Debit card and credit card for online shoppingThe old saying, cash is king, rings true in far fewer scenarios than in decades past. Now, consumers are all but programmed to swipe away for everything they buy, from major purchases to a routine morning latte. While credit and debit cards are more often used because of their speed and simplicity, each type of card serves a different purpose for consumers. Debit cards take money directly from a bank account to pay for a transaction almost immediately; credit cards, on the other hand, put the transfer of money on hold for a period of time, giving buyers more purchasing power in some cases. But there are other differences in how credit and debit cards benefit spenders, especially when it comes to their security features. Here’s what you need to know about the safety of debit versus credit cards.

Managing Your Spending

The biggest difference between the security of debit and credit cards is the management of cash flow each month. When a debit card is used for everything from small buys to big expenses, it can be beneficial in keeping your spending in check. Debit cards only allow you to use what is available in your checking account and, in some cases, a small overdraft buffer. Credit cards allow spending up to the credit limit. If that limit is high and there is little control over your buying habits, you have the potential to rack up debt that can be costly to repay. In the sense of money management, credit cards offer less security than debit cards.

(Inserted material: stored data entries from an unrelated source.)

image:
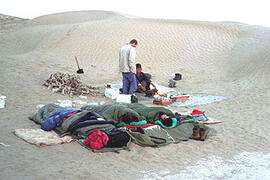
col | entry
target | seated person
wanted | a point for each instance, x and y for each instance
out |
(143, 80)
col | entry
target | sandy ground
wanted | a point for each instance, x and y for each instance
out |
(223, 59)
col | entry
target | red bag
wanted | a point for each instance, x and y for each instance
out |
(96, 140)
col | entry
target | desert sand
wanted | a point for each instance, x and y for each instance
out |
(217, 58)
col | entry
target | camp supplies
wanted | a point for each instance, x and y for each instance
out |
(177, 77)
(179, 98)
(171, 83)
(111, 93)
(117, 138)
(79, 71)
(124, 98)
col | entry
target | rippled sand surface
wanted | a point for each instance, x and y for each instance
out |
(222, 59)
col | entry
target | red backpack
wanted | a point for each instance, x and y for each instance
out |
(96, 140)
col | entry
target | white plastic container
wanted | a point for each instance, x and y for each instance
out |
(111, 93)
(124, 98)
(2, 102)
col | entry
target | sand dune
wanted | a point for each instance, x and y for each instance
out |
(227, 59)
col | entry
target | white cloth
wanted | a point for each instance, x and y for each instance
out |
(39, 137)
(127, 56)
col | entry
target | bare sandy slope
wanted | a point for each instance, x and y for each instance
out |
(224, 59)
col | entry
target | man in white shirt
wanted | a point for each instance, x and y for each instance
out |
(127, 66)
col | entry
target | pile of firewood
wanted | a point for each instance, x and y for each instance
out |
(65, 83)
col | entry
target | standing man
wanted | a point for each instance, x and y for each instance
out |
(127, 67)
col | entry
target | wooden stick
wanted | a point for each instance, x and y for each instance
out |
(77, 62)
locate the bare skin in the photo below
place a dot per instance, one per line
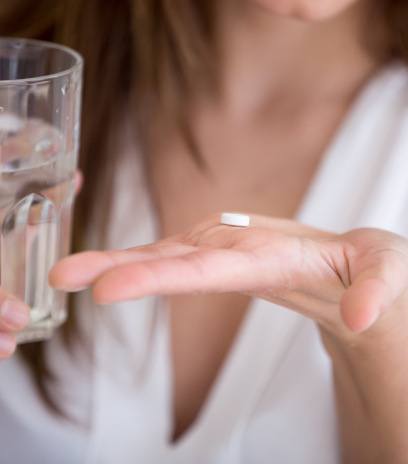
(285, 125)
(276, 110)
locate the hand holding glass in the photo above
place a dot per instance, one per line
(40, 93)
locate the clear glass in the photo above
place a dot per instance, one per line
(40, 99)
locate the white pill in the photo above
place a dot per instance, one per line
(235, 219)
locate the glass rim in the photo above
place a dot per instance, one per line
(78, 61)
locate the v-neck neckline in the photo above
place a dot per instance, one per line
(258, 345)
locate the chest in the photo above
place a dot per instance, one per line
(263, 168)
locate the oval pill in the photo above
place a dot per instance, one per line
(235, 219)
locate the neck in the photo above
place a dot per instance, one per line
(265, 56)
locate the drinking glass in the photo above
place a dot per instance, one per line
(40, 99)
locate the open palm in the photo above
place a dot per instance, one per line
(334, 279)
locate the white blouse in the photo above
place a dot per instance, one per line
(273, 400)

What’s Protected Under the Law

Under the Fair Credit Billing Act, credit cards are far more protected than debit cards. The law provides methods for credit card users to dispute fraudulent charges as well as charges that were made in error by a specific merchant. In some cases, credit cards give cardholders the ability to withhold payment if the product purchased is defective – a security feature not offered to debit cardholders.

Debit cards do have some protection under the Electronic Fund Transfer Act, but only unauthorized charges on a debit card are covered. When a charge is disputed, credit cardholders have 60 days from the date of the billing statement and no time limit when a card was involved in a security breach. During this time, the limit for liability is $50. Debit cardholders only have two business days to dispute a charge with the same $50 liability exposure; after that short time, liability jumps to $500 for the next 60 days.

Delayed Impact

Credit cards offer more security to cardholders than debit cards when it comes to fraudulent charges because the impact on your financial situation is delayed. Credit cards are a method of borrowing money, and when an unauthorized charge hits, it does not result in an immediate consequence to your checking or savings account. With debit card charges that are unauthorized, the money is already out of your account. Both debit and credit card fraud has the potential to take some time to resolve, but only issues with debit cards have an immediate negative impact on your finances.

Benefits on Purchases

In addition to the peace of mind credit cards can bring in terms of delayed impact and legal protections, credit cardholders also have several safeguards in place for purchases. For instance, some credit card issuers offer purchase protection which reimburses you for the cost of an item if it is damaged or stolen, up to certain limits. Similarly, many credit card companies offer extended warranties on certain products that add up to two years of coverage past the manufacturer’s warranty. There is also return protection that allows for extended returns with some merchants. While each credit card issuer has variations of these purchase safeguards, no debit card makes these added benefits available to cardholders.

Debit cards are a great way to manage cash flow month to month, without the fear of overdoing it on spending. However, credit cards provide consumers with far more protections not only under the law, but with fraud, unauthorized or incorrect charges, and purchases.